The servo system in engineering is made out of 4 important components: the motor, the drive, the feedback device and the controller. The feedback device is normally an encoder while the servo drive and the controller work as a whole in order to determine motor needs. Then, these needs are communicated to a controller so that it can send the electrical energy that is necessary.
You can easily learn more about the servo drives in detail but some facts are more important than others. This is what we will focus on in the following paragraphs.
A controller needs to calculate the trajectory or path needed to then send voltage signals to a drive. A servo drive takes the data and then sends the voltage and current necessary to a motor in order to achieve the motion that is required. A servo drive can easily control torque, position or velocity. However, in the servo systems, torque stands out as the common parameter that is controlled.

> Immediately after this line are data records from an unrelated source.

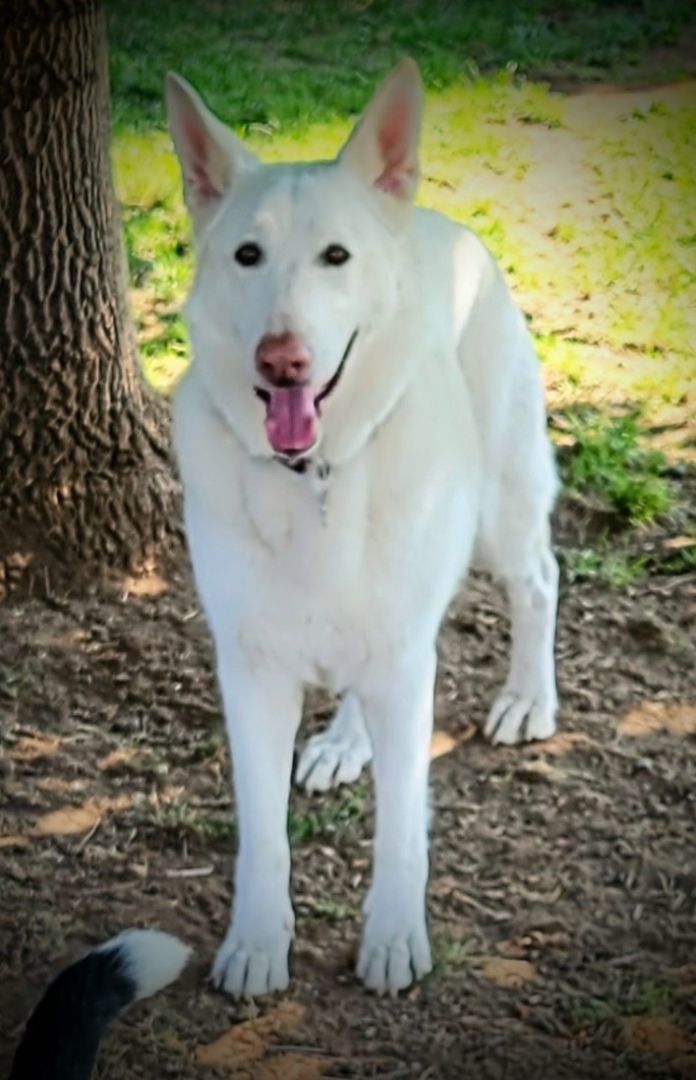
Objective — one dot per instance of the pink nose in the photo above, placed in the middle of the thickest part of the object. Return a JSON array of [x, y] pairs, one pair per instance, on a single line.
[[283, 360]]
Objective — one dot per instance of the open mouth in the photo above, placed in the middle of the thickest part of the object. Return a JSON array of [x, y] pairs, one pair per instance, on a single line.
[[293, 412]]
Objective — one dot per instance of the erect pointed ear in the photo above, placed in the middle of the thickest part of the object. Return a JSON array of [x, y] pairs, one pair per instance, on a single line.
[[211, 156], [383, 148]]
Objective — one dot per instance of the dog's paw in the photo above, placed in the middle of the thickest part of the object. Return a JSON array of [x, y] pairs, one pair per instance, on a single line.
[[332, 758], [246, 969], [389, 963], [395, 948], [516, 718]]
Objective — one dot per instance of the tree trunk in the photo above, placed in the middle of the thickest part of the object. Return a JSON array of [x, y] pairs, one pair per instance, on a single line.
[[84, 466]]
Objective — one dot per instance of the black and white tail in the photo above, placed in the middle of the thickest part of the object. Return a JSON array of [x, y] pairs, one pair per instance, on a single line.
[[63, 1034]]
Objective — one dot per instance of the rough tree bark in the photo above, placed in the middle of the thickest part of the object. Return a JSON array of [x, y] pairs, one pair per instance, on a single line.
[[84, 464]]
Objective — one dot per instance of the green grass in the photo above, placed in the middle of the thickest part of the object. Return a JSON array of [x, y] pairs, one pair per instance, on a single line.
[[303, 62], [332, 818], [609, 459]]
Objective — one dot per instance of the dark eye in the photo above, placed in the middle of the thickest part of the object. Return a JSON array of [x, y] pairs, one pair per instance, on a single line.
[[334, 256], [249, 255]]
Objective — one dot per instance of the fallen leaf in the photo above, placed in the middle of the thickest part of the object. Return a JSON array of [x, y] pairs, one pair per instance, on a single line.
[[248, 1041], [678, 543], [513, 949], [539, 770], [14, 841], [684, 1066], [442, 742], [72, 821], [32, 746], [146, 584], [509, 973], [67, 640], [289, 1067], [679, 719], [655, 1035], [116, 758], [566, 741]]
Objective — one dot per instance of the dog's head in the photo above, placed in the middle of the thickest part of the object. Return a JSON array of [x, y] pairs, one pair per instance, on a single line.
[[297, 265]]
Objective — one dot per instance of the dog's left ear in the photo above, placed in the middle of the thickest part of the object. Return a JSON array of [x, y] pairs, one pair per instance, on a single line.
[[383, 148]]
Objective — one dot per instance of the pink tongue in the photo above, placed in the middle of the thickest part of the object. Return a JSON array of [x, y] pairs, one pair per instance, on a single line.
[[291, 419]]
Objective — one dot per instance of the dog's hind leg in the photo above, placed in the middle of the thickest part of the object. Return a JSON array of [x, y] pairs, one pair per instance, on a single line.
[[337, 755]]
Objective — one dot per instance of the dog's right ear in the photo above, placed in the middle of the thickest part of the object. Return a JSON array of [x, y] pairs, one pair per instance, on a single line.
[[211, 156]]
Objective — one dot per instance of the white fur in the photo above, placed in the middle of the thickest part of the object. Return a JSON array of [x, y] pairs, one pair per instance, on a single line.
[[151, 958], [436, 437]]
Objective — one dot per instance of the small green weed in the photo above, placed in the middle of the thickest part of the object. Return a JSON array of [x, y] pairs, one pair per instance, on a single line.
[[332, 819], [610, 460]]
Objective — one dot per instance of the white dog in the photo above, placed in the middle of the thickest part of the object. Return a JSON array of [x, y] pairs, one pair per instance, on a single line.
[[362, 419]]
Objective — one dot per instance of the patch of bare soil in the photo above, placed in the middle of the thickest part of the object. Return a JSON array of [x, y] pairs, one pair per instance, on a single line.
[[563, 883]]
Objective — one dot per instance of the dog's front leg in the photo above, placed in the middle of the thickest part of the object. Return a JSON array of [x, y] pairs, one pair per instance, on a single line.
[[263, 711], [398, 712]]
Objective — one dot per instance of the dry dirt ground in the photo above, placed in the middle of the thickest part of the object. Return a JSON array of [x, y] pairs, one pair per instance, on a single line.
[[563, 879]]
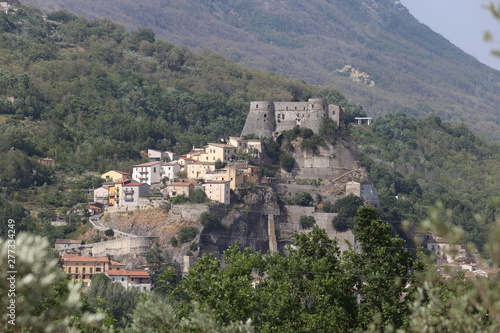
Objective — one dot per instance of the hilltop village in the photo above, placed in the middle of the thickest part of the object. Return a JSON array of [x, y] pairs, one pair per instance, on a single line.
[[232, 180]]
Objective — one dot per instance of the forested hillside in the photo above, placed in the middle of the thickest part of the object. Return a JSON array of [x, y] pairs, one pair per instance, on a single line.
[[413, 69], [416, 163], [91, 96]]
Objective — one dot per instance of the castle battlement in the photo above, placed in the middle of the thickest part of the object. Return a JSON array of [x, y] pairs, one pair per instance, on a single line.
[[268, 118]]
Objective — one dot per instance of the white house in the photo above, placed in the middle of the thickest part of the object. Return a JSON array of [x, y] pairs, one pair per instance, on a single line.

In some circumstances, the servo drive is known as an amplifier. This is because it takes a control signal from a controller to amplify it.
Various servo drive types are available right now on the market. The common one is the torque mode servo drive. It converts a command issued by the controller into a specific motor current. Because of the fact that current is always directly proportional to the value of the torque, the servo drive controls how much torque a motor can produce.
In a servo system, the controller is basically the “brain”. Its job is to receive information offered by the feedback device. That information is used to send appropriate voltage signals to a servo drive. The servo drive is the “nervous system”. It sends the current amount that the motor needs. Because the process involves reading feedback and then responding, it is known as a closed loop system. This is one of the defining characteristics associated with servo systems.
In order to size the servo motor, torque-speed curve is taken into account. However, the torque-speed curve stands out as being specific to a specific drive-motor combination. Peak and continuous torque motor capabilities are always affected by thermal properties seen in the servo drive and the motor. Motor inefficiencies lead to heat production. This degrades insulation and lubrication around windings. When excessive heat is present, magnets can be demagnetized. The servo drive does not include parts that move but heat is capable of damaging power transistors.
Originally, the servo drive was a stand-alone component that was separated from the controller and the motor in a servo system. However, in the past 10 years, most motor manufacturers worked on integrated drive-motor systems. There are even systems that are complete controller-drive-feedback-motor systems. The use of such motors makes selection and sizing really easy, reduces necessary wiring and save a lot of setup time and needed space.
Servo drives are nowadays really useful in numerous engineering applications. However, some are better than others, based on who manufactures them. If you are to use a servo drive, buy the one that is the best.